Valleys. I'm not sure what to think about them. I know for me, I usually wind up there because I've gone tumbling down some sort of hill in my life. Or if I spend any time wandering aimlessly in my Spirit, I typically find myself standing dazed, wondering how I fell from that mountaintop view where I'd been resting and enjoying the view of life. Right now though, I'm there. In the valley. Thankfully, I believe there is joy and peace and hope that can be found there. If you're willing to look for it. Here's what I mean.
In December I ran my 3rd marathon. I know going in that when the race is over I will go through a few weeks of really having no desire to run. None! This time it's been a little different. It hasn't been weeks - it's been months! I have NO desire to run. But those mornings when I have the determination to lace up the shoes and "GO", I never regret it. My walk with the Lord is this way as well. The time in His Word and communing with Him is never regretted. Never!
For me, the valley is also the place of greatest desperation and hunger. I am never more aware of my need of Jesus and His love for me. I think there is a fire that waits for me there that is the heart of God longing to refine me - to burn away the garbage that I have decorated my heart and life with like bad wallpaper. The Lord leads me there and shows me how disgusting the walls really look - He pulls back the veil that blinds and gives you more of His eyes.

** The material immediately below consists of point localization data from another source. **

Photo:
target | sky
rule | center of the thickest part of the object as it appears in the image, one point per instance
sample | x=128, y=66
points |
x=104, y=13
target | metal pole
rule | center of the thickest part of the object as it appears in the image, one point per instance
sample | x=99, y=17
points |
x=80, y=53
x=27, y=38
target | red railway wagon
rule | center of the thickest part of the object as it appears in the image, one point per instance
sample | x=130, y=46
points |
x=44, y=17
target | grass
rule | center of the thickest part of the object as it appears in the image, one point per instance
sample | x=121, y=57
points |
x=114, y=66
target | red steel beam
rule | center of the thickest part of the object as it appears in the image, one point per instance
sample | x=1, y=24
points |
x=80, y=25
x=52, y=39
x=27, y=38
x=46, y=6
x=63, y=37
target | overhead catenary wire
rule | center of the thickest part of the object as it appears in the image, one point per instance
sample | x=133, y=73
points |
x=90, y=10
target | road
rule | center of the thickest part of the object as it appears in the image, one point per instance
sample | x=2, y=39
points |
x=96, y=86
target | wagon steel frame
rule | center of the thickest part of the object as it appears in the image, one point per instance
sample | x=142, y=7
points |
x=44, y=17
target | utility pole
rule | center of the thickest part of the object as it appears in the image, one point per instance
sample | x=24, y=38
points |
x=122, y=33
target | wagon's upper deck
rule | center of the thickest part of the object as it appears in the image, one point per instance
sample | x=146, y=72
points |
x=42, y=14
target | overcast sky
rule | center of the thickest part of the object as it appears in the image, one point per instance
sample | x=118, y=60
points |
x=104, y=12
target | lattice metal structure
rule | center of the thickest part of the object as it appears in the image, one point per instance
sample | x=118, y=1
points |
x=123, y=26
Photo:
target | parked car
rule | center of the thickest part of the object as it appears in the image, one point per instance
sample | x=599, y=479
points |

I remember the first time I ever heard the song "Valleys Fill First" by Caedmon's Call. What encouragement! The idea that even though I'm standing at a place where (in my mind) I "feel" far from the good things of God - a place where I see the rain and sun and wind sweeping over the summit - I realize that even still, the valley is where that river runs, filling it up and bringing refreshment. It's all about perspective. Do I want to be touched by the Lord...or filled? Happy...or content in Him?
Valleys. I never choose them. The Lord seems to forget to warn me that I'm approaching that hill I will slide down on my face. But He's always there to meet me when I come to a stop, stand to my feet, and look up. Valleys fill first. I long to be filled! What about you?